In 1994, the year before he died, Franciszek Gajowniczek visited St. Maximilian Kolbe Catholic Church of Houston and recounted his memories.
On July 30, 1941, at the Auschwitz, a German officer ordered the men to assemble, because a prisoner from their barracks had escaped. “This was to serve as an example to everyone,” Gajowniczek said, “so they would be afraid to flee.”
Ten men were chosen to die.
“The officer stood in front of me and pointed and I knew I was chosen to die. ‘I am losing my wife, and my children will now be orphaned.'"

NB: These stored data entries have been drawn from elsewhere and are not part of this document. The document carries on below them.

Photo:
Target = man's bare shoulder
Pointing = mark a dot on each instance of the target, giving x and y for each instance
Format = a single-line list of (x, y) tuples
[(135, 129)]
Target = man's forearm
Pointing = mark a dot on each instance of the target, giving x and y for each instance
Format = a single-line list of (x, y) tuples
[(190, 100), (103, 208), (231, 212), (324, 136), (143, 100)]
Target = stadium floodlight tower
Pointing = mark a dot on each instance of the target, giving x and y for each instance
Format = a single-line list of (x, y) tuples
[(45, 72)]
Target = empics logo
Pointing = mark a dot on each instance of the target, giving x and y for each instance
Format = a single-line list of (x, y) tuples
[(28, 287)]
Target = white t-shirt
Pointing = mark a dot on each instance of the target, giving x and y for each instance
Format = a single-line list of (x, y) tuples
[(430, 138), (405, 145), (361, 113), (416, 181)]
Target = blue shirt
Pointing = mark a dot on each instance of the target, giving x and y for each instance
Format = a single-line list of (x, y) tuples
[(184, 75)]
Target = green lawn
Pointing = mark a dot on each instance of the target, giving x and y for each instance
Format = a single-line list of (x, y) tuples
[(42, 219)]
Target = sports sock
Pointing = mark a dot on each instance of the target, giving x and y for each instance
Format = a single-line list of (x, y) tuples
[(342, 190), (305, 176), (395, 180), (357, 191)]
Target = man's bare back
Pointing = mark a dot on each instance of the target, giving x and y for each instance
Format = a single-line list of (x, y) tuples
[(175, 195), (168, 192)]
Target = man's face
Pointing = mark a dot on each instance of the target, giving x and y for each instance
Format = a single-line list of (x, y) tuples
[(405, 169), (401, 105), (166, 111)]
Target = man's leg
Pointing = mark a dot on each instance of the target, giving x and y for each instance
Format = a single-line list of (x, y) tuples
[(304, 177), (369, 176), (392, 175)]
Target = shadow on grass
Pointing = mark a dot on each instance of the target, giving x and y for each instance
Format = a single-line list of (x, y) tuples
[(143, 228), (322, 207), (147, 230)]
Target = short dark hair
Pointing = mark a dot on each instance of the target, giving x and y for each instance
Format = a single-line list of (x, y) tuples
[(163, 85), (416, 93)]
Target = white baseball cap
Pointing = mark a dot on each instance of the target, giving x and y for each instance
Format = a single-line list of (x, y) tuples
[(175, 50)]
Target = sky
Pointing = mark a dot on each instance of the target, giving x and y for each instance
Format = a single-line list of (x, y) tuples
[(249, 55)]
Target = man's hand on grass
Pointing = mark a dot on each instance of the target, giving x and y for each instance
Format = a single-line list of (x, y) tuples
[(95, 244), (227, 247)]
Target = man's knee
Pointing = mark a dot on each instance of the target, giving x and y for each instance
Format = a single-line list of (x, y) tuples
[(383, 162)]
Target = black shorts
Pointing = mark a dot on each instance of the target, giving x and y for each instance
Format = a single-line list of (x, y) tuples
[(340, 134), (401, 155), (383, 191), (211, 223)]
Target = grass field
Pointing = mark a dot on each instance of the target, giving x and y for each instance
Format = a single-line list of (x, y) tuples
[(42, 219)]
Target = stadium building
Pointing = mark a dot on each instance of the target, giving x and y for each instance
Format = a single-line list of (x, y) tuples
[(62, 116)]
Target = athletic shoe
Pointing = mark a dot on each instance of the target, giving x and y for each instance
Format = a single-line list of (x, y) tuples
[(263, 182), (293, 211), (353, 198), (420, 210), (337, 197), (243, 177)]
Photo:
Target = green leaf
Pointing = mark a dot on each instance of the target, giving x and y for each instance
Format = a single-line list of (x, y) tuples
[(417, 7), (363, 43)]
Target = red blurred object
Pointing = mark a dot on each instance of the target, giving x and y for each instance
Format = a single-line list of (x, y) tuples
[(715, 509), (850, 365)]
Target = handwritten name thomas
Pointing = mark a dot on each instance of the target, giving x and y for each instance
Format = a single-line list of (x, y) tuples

According to Gajowniczek the Kolbe stepped out from the crowd of other prisoners and said "I want to take the place of this man. He has a wife and a family. I have no one. I am a Catholic priest.“
Gajowniczek said he looked at the priest but that concentration camp rules forbade them from saying a word. “He had a satisfied look on his face and seemed very contented that he was doing this.”
The 10 were taken away, stripped naked, confined and left to starve. On Aug. 14, 1941, the four who had not yet died, including the priest, were each injected with a poison.
The priest, Gajowniczek told the congregation, “is the patron saint of anyone in need . . . the patron saint of anyone that needs help.”
In 1982 Gajowniczek sat at the canonization of Kolbe. I too was blessed to sit at that event. I looked down from my seat on the colonnade at the crowd of people in the special section and witnessed the effects of one life of sacrifice. It made the sacrifice of the Mass even more powerful.